Несмотря на скептицизм в отношении социал-демократов, Сталин попытался использовать последний шанс в борьбе против фашизма. Поворот в стратегии Коминтерна был закреплен на первом и последнем с 1928 г., конгрессе собравшемся в 1935 г. Ключевым стал доклад Димитрова «Наступление фашизма и задачи Коммунистического Интернационала в борьбе за единство рабочего класса против фашизма». Димитров заявил,что в новых условиях настала пора коммунистам защищать буржуазную демократию: «Сейчас трудящимся массам в ряде капиталистических стран приходится выбирать не между пролетарской диктатурой и буржуазной демократией, а между буржуазной демократией и фашизмом»1185. Изменение политики Коминтерна дало основание французскому поверенном в делах в Москве Ж. Пайяру в своем отчете в 1935 г. утверждать, что советское правительство вовсе не заинтересовано в мировой революции, а Коминтерн находится на последнем издыхании1186. Новая политика Коминтерна стала базой для поддержки объединенных с социал-демократами «Народных фронтов» в странах Европы.

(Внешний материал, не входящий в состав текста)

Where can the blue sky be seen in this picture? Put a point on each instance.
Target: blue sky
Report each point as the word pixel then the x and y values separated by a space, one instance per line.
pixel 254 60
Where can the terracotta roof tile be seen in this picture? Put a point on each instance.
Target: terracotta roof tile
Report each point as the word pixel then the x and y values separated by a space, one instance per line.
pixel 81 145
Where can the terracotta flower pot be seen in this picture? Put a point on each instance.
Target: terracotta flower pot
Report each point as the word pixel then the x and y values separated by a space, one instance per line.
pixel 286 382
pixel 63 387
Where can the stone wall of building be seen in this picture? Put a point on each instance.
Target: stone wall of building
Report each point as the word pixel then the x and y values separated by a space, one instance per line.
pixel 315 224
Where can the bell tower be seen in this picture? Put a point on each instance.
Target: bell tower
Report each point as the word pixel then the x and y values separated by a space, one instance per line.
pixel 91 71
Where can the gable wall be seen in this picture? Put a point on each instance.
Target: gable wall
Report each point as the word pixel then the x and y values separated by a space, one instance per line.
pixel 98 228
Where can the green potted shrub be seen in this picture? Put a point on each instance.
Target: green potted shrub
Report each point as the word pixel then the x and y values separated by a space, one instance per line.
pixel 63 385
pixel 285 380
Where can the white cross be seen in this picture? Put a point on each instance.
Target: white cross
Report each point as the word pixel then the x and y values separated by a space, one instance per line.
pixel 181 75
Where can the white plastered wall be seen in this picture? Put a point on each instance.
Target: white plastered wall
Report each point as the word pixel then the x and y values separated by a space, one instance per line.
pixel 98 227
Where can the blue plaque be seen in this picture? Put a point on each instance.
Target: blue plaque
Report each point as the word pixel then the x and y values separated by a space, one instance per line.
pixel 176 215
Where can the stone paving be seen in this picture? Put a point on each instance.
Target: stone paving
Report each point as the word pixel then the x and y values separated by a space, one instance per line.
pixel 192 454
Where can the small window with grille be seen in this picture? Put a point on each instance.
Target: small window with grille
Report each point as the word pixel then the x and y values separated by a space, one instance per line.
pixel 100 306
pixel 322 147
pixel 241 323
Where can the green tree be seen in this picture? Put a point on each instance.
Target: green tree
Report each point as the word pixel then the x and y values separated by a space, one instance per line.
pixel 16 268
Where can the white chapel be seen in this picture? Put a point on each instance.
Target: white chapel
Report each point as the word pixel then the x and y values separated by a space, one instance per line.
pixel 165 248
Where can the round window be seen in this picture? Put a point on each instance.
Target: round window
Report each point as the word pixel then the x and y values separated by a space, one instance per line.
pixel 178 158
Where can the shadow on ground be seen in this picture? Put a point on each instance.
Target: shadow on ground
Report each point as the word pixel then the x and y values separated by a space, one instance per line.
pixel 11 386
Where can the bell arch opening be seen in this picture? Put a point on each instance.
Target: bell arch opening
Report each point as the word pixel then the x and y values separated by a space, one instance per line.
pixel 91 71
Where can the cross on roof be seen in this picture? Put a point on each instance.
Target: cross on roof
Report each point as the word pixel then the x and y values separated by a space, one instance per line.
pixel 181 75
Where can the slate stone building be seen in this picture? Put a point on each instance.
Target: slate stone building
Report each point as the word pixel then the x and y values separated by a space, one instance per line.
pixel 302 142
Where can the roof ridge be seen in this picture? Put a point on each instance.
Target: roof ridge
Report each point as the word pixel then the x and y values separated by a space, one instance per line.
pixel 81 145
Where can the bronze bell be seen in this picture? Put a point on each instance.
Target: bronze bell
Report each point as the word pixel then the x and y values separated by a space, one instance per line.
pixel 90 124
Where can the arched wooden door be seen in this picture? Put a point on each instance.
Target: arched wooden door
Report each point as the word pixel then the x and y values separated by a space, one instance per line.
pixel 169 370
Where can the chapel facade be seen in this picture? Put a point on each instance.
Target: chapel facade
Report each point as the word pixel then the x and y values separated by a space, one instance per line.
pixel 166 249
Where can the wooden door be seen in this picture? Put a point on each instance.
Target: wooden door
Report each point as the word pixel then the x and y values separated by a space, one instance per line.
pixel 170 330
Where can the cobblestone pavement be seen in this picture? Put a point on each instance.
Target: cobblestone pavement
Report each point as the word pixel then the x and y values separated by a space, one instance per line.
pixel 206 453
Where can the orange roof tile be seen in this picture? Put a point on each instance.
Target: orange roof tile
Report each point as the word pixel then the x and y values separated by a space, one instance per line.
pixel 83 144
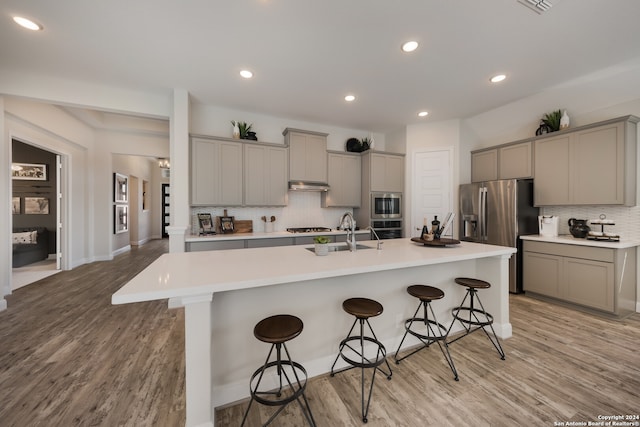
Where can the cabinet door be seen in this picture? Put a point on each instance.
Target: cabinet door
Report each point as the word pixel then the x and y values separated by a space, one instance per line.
pixel 515 161
pixel 216 173
pixel 589 283
pixel 230 178
pixel 307 157
pixel 484 166
pixel 203 176
pixel 344 181
pixel 387 173
pixel 551 171
pixel 542 274
pixel 597 159
pixel 265 176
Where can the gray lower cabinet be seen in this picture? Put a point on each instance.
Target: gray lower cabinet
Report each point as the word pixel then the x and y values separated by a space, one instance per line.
pixel 268 243
pixel 214 246
pixel 593 277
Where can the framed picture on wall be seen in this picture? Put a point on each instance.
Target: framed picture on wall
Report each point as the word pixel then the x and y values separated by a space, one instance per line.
pixel 120 219
pixel 120 188
pixel 15 205
pixel 29 171
pixel 36 206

В итоге в 1936 г. один из лидеров Социалистического интернационала О. Бауэр заявил коммунисту Э. Фишеру: «Союз демократических рабочих партий с Советским Союзом не только стал возможным, он исторически необходим»1187.
Переориентация политики Коминтерна привела к его расколу и объединению крайне левых, сторонников Троцкого, боровшихся за «мировую революцию», в свой — IV Интернационал. Особенно ярко конфликт между двумя коммунистическими течениями проявился в Испании, где, по словам Дж. Оруэлла, сражавшегося в троцкистском подразделении ПОУМ, речь «шла о борьбе за власть между Коминтерном и испанскими левыми (троцкистскими) партиями, а также о стремлениях русского правительства не допустить настоящей революции в Испании»1188. В СССР в те же годы начались массовые сталинские репрессии против троцкистов и сторонников «мировой революции».